Als Schwarze verachtet
Lutie hat nach Abschluss der High School ihren Jugendfreund Jim geheiratet und ihren Sohn Bubb bekommen. Jim verliert seinen Job, aber als Schwarzer findet er keinen neuen, wird alkoholabhängig und gewalttätig. Jetzt muss Lutie die Familie ernähren, sie wird Haushaltshilfe und Kindermädchen bei einer wohlhabenden weißen Familie auf dem Land. Sie kümmert sich um Little Henry, den Sohn der Familie, während sie ihr eigenes Kind, das beim Vater bleiben muss, nur alle zwei Monate sehen kann. Bei den privilegierten Weißen erlebt sie das amerikanische Erfolgsmodell, so wie es Benjamin Franklin dargestellt hat:
"Der Glaube, dass jedermann reich werden könnte, wenn er wollte und hart genug dafür arbeitete und alles genau genug bedachte ... "
Und so wollte es Lutie auch schaffen – viel arbeiten und viel Geld verdienen für sich und Bubb. Sie musste dort aber auch erleben, dass man sie als junge dunkelhäutige Frau gleich als "Flittchen" einstufte, wovor ihre Großmutter sie schon gewarnt hatte:
"Lutie, Baby, lass bloß nie einen Weißen ran. Die geben bei schwarzen Frauen einfach keine Ruhe. Als würde es sie ganz furchtbar jucken, mal mit einer zu schlafen. Lass die ja nicht an dich ran."
Hass auf die Weißen
Zuhause betrügt ihr Mann sie mit einer anderen Frau, sie kündigt ihren Job, zieht mit Bubb zu ihrem Vater, der aber mit Frauenbekanntschaften und verbotener Alkoholbrennerei kein Vorbild für ihren Sohn sein kann. Schließlich landet sie in der 116th Street. Der Hausmeister, ein abstoßender Typ, stellt ihr nach, macht sich an ihren Sohn heran, um in ihre Nähe zu kommen, versucht sie zu vergewaltigen. Sie lernt Boot, einen schwarzen Bandleader, kennen, der ihr eine Karriere als Sängerin verspricht - aber nicht ohne 'Gegenleistung'. Seine Vergangenheit als Servicekraft in Pullman Eisenbahnwaggons steckt ihm noch immer in den Knochen.
"Hätte ich nicht den Job bei Ihnen, würde ich im Pullman Betten beziehen. Und jeden Tag von neuem eingebläut kriegen, dass ich nicht dazugehöre. Nicht mal in dem Land, in dem ich geboren bin. Immerzu 'Yes Sir', 'No Sir' sagen, bis mir die Kehle brennt. Bis ich mir vorkomme wie der letzte Dreck. Hier drinnen - er hatte sich auf die Brust geschlagen - sitzt der Hass auf die Weißen, tief und brennend."

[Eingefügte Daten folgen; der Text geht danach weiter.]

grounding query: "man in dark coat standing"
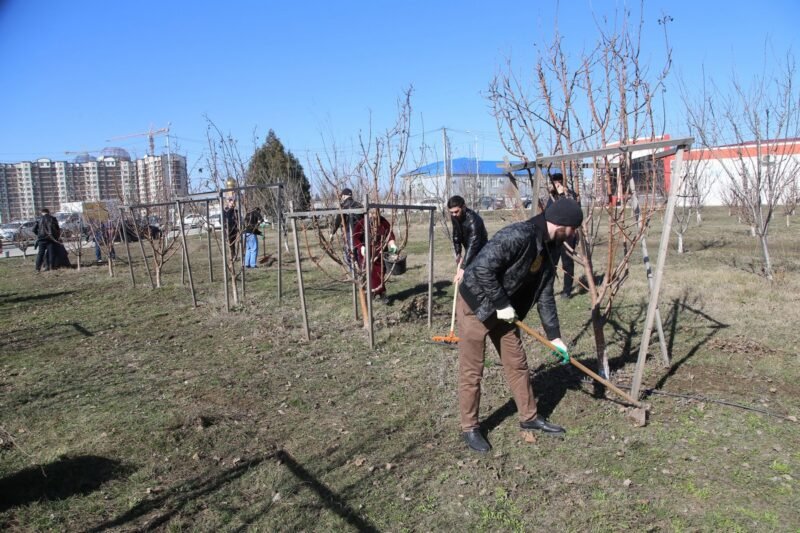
[33,208,61,272]
[447,195,489,283]
[545,172,578,298]
[457,199,583,452]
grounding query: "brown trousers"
[456,294,536,431]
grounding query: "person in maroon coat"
[353,212,397,303]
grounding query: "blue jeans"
[244,233,258,268]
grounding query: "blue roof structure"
[403,157,555,177]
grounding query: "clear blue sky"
[0,0,800,188]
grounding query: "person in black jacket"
[222,197,239,262]
[457,199,583,452]
[328,189,364,268]
[447,192,489,283]
[33,208,61,272]
[545,173,578,298]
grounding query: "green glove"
[550,339,569,365]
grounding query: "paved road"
[0,228,212,259]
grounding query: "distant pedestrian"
[33,208,61,272]
[545,173,578,298]
[244,207,264,268]
[222,197,239,262]
[353,211,397,304]
[329,188,364,268]
[447,196,489,283]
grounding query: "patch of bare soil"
[708,335,778,355]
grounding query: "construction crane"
[106,123,170,155]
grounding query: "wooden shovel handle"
[516,320,642,407]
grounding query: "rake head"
[433,331,458,345]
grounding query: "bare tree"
[488,6,671,376]
[309,88,413,320]
[687,56,800,281]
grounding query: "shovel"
[515,320,644,408]
[433,261,461,345]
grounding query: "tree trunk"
[592,308,611,378]
[758,235,772,281]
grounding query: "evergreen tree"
[247,130,311,215]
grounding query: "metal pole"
[120,211,136,289]
[631,146,684,398]
[236,190,247,305]
[276,185,282,302]
[342,222,358,320]
[175,201,197,308]
[206,200,214,283]
[428,211,435,329]
[289,202,311,341]
[219,193,233,311]
[130,207,155,289]
[364,194,375,350]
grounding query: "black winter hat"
[544,198,583,228]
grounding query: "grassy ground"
[0,207,800,531]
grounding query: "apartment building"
[0,148,189,223]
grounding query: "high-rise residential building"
[0,148,189,223]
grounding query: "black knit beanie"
[544,198,583,228]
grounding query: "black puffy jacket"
[451,208,489,268]
[459,215,561,339]
[33,215,61,242]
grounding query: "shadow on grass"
[0,291,75,305]
[87,454,275,532]
[0,455,133,512]
[0,322,94,351]
[389,280,453,302]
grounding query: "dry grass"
[0,212,800,531]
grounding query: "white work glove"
[497,305,517,324]
[550,338,569,365]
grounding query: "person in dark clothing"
[222,197,239,261]
[447,196,489,283]
[33,208,61,272]
[244,207,264,268]
[328,189,364,268]
[545,173,578,298]
[457,199,583,452]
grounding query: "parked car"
[183,213,203,229]
[0,224,19,241]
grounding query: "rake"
[433,270,458,346]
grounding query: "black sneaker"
[519,415,567,437]
[461,429,492,453]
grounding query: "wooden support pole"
[130,207,155,289]
[631,146,685,398]
[364,194,380,350]
[628,171,669,366]
[206,200,214,283]
[120,211,136,289]
[289,202,311,341]
[219,193,233,311]
[175,202,197,308]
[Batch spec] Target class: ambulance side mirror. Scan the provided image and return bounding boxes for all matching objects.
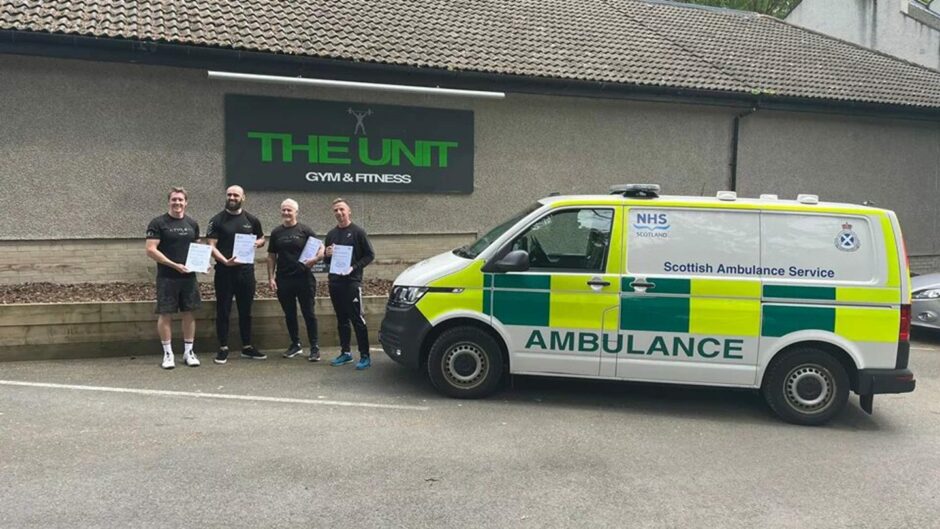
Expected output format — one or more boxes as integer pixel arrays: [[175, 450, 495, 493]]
[[483, 250, 529, 272]]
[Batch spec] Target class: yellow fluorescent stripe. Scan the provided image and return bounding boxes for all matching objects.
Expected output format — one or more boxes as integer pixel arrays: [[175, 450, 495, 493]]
[[691, 277, 760, 299], [548, 292, 620, 331], [624, 199, 878, 216], [418, 288, 483, 321], [879, 214, 901, 287], [689, 297, 760, 336], [551, 274, 620, 296], [836, 287, 901, 304], [835, 307, 901, 342], [430, 259, 483, 288]]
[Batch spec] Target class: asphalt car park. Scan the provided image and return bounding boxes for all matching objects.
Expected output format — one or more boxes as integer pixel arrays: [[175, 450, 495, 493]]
[[0, 338, 940, 528]]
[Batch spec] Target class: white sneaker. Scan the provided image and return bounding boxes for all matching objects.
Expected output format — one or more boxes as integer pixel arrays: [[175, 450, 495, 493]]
[[183, 351, 199, 367]]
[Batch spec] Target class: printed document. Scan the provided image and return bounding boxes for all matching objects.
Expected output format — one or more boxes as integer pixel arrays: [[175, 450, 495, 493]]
[[330, 244, 352, 276], [186, 242, 212, 274], [298, 237, 323, 263], [232, 233, 258, 264]]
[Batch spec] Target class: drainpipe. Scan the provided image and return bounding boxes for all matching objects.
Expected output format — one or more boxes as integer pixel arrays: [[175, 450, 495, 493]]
[[729, 104, 757, 191]]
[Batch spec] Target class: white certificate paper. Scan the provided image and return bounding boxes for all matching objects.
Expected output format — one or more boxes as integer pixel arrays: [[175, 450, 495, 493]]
[[186, 242, 212, 274], [298, 237, 323, 263], [232, 233, 258, 264], [330, 244, 352, 276]]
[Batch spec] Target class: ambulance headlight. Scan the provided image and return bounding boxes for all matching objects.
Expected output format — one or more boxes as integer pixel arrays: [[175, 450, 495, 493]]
[[388, 286, 428, 307], [912, 288, 940, 299]]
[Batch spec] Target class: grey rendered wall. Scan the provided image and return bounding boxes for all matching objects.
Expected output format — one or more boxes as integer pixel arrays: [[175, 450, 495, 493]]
[[0, 55, 731, 240], [0, 55, 940, 281], [786, 0, 940, 69], [738, 111, 940, 256]]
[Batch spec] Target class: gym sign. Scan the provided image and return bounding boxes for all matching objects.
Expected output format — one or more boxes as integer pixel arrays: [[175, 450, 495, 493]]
[[225, 94, 473, 193]]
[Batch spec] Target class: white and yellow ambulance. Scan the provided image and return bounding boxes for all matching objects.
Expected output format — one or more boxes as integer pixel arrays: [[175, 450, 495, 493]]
[[379, 184, 915, 424]]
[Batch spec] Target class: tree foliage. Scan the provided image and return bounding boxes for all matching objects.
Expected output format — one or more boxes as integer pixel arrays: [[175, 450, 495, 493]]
[[682, 0, 801, 18]]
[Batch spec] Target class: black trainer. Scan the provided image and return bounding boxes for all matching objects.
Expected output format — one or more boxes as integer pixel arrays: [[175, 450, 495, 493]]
[[213, 349, 228, 364], [284, 343, 304, 358], [242, 345, 268, 360]]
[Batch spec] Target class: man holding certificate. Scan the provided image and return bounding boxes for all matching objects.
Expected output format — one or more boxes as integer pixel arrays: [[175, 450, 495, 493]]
[[146, 187, 202, 369], [268, 198, 323, 362], [206, 186, 267, 364], [324, 198, 375, 370]]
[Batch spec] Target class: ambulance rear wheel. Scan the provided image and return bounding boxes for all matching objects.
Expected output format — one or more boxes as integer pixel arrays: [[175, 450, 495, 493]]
[[763, 347, 849, 426], [428, 327, 503, 399]]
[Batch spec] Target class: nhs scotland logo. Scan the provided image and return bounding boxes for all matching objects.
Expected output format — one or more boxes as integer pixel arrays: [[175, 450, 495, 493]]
[[633, 213, 671, 238]]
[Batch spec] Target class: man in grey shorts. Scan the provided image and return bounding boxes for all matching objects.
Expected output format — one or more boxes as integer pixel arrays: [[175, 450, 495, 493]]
[[147, 187, 202, 369]]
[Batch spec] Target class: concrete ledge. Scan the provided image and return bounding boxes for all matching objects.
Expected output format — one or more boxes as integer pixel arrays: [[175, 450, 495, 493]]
[[0, 296, 387, 361]]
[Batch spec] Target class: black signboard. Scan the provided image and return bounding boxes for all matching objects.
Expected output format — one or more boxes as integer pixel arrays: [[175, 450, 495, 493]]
[[225, 94, 473, 193]]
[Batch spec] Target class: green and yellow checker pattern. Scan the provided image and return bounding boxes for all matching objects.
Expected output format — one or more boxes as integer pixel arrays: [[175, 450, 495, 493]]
[[474, 274, 900, 342], [620, 276, 900, 342], [620, 276, 761, 337]]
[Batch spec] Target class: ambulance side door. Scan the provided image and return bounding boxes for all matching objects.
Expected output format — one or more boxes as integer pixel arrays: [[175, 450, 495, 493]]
[[485, 206, 622, 376], [616, 206, 761, 386]]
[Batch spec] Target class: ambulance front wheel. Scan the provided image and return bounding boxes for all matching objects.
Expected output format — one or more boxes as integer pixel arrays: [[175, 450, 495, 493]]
[[763, 347, 849, 426], [428, 327, 503, 399]]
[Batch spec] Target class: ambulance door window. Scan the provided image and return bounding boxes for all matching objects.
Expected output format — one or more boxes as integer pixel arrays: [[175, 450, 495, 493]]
[[492, 207, 622, 376], [761, 212, 884, 284], [512, 208, 614, 272]]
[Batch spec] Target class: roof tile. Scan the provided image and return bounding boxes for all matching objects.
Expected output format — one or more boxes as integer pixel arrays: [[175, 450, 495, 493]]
[[0, 0, 940, 108]]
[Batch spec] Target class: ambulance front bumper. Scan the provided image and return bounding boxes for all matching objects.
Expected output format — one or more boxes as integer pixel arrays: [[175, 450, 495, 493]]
[[379, 304, 431, 369], [856, 369, 917, 395]]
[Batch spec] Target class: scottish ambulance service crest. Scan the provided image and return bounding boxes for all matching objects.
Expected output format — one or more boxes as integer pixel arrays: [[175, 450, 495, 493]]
[[836, 222, 859, 252]]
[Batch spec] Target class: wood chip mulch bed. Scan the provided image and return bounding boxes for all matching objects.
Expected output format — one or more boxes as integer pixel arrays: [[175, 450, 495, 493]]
[[0, 279, 392, 305]]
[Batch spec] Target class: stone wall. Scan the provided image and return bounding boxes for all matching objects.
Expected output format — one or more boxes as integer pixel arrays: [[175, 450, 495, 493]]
[[0, 233, 476, 284]]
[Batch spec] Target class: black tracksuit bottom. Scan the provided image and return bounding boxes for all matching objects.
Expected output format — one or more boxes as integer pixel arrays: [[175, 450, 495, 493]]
[[330, 281, 369, 357], [276, 273, 320, 351], [215, 265, 255, 347]]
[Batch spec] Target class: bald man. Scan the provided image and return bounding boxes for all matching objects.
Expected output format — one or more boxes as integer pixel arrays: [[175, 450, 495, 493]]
[[206, 186, 267, 364], [268, 198, 323, 362]]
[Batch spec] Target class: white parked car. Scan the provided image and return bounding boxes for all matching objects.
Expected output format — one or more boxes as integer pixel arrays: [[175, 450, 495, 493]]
[[911, 273, 940, 329]]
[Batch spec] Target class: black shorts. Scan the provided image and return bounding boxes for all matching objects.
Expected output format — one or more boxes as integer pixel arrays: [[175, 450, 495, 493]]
[[154, 274, 202, 314]]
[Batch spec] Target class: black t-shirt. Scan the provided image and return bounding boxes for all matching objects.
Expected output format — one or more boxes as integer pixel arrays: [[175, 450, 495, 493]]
[[323, 224, 375, 283], [147, 213, 199, 278], [268, 222, 317, 277], [206, 210, 264, 268]]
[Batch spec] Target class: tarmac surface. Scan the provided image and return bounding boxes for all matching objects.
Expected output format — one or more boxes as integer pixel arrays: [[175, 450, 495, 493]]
[[0, 335, 940, 529]]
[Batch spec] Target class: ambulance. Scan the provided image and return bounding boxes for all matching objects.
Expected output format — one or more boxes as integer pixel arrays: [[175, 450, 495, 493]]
[[379, 184, 915, 425]]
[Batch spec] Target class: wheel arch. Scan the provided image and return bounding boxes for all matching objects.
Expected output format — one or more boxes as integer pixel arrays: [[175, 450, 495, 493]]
[[760, 339, 859, 391], [418, 315, 509, 373]]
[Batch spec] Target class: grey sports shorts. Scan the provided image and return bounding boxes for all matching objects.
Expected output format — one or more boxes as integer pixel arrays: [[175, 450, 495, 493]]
[[154, 274, 202, 314]]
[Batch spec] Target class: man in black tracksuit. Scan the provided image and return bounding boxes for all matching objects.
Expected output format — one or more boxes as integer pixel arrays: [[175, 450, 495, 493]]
[[206, 186, 267, 364], [268, 198, 323, 362], [324, 198, 375, 370]]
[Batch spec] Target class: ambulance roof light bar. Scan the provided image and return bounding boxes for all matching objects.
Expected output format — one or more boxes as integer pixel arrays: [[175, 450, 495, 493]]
[[208, 70, 506, 99], [610, 184, 660, 198]]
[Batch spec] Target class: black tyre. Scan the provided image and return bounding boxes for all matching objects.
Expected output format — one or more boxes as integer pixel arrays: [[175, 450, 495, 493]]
[[762, 347, 849, 426], [428, 327, 503, 399]]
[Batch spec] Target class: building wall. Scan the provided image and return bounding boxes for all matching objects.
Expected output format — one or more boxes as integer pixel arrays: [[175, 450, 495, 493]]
[[738, 111, 940, 264], [0, 55, 940, 283], [786, 0, 940, 69]]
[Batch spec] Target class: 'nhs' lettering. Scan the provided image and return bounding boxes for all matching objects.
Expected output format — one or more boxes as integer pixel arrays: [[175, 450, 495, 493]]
[[636, 213, 669, 224]]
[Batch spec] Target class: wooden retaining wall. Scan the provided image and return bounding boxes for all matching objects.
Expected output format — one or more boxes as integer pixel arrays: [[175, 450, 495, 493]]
[[0, 296, 387, 361]]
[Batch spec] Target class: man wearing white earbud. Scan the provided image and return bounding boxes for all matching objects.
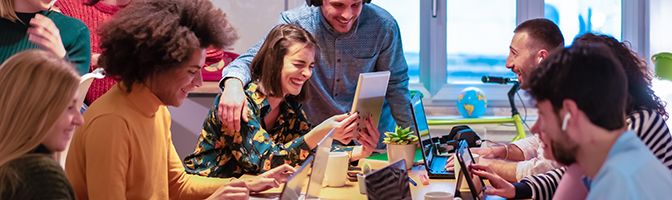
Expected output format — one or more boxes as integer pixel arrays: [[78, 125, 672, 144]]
[[516, 43, 672, 199], [464, 18, 564, 182]]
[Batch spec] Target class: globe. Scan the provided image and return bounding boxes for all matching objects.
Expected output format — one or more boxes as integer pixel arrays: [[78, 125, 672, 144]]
[[457, 87, 488, 118]]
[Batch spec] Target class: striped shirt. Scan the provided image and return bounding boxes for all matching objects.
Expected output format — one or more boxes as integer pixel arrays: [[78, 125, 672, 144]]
[[514, 110, 672, 199]]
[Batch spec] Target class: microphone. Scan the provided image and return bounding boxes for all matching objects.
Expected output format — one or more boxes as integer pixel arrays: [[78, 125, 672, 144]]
[[481, 76, 518, 84]]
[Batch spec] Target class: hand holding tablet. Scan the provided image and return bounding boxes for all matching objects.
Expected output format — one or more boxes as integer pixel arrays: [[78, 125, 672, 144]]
[[350, 71, 390, 140]]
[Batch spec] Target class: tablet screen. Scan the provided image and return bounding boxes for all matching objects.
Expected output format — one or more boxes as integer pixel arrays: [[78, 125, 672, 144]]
[[457, 140, 484, 199]]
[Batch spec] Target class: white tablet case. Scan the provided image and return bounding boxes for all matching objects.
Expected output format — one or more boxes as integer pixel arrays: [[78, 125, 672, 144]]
[[350, 71, 390, 135]]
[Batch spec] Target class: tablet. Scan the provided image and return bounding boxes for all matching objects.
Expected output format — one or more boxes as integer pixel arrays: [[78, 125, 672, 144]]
[[350, 71, 390, 138], [306, 128, 334, 198], [364, 159, 412, 200], [455, 140, 485, 200]]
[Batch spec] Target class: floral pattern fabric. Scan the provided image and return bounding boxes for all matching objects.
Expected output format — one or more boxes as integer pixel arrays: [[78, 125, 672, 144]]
[[184, 83, 311, 177]]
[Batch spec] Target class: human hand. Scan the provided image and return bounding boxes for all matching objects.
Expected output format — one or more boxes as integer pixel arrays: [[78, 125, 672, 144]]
[[28, 13, 66, 58], [469, 164, 516, 199], [207, 180, 250, 200], [353, 116, 380, 160], [260, 164, 296, 183], [470, 146, 506, 158], [245, 177, 280, 192], [217, 78, 250, 131]]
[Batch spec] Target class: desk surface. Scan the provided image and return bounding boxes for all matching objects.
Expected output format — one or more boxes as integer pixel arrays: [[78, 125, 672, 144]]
[[253, 161, 456, 199]]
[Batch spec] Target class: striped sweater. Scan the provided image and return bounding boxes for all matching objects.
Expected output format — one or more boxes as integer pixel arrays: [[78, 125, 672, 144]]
[[514, 110, 672, 199]]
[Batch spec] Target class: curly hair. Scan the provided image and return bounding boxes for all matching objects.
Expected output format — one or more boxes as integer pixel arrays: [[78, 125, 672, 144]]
[[574, 33, 669, 119], [528, 42, 628, 131], [98, 0, 238, 92]]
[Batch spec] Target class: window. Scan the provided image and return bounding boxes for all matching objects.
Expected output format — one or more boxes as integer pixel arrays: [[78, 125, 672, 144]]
[[446, 0, 516, 84], [373, 0, 648, 107], [374, 0, 420, 83], [544, 0, 621, 46]]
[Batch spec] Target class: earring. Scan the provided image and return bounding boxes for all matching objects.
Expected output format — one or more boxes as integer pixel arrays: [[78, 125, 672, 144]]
[[561, 113, 572, 131]]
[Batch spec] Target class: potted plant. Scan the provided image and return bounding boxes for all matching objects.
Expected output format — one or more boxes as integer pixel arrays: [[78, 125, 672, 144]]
[[383, 126, 418, 169]]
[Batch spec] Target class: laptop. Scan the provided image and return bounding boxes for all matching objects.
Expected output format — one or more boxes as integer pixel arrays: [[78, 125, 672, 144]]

Auch Junto, weißer Barbesitzer und Boss von Boot, ist scharf auf Lutie. Sie aber hat nur noch eine Karriere als Sängerin in seiner Bar im Sinn, um ordentlich Geld zu verdienen, aus der deprimierenden Wohngegend herauszukommen und Bubb eine bessere Zukunft zu ermöglichen. Aber ihr Leben und damit die Geschichte dieses Romans endet tragisch.
Beklemmend und zornig
Die 116th Street mit heruntergekommenen Mietshäusern in Harlem ist nicht nur Kulisse dieses Romans, sondern auch Metapher für Rassismus und soziale Diskriminierung der schwarzen Bevölkerung – Thema dieses eindringlichen, beklemmenden und zornigen Romans, das Ann Petry die Leser nahezu hautnah spüren lässt. Sie schildert die Hintergründe des Rassismus, und entlarvt bösartige Vorurteile der Weißen, ist dabei kritisch, ohne belehrend zu sein, und zeichnet ihre Charaktere eindrucksvoll und glaubwürdig.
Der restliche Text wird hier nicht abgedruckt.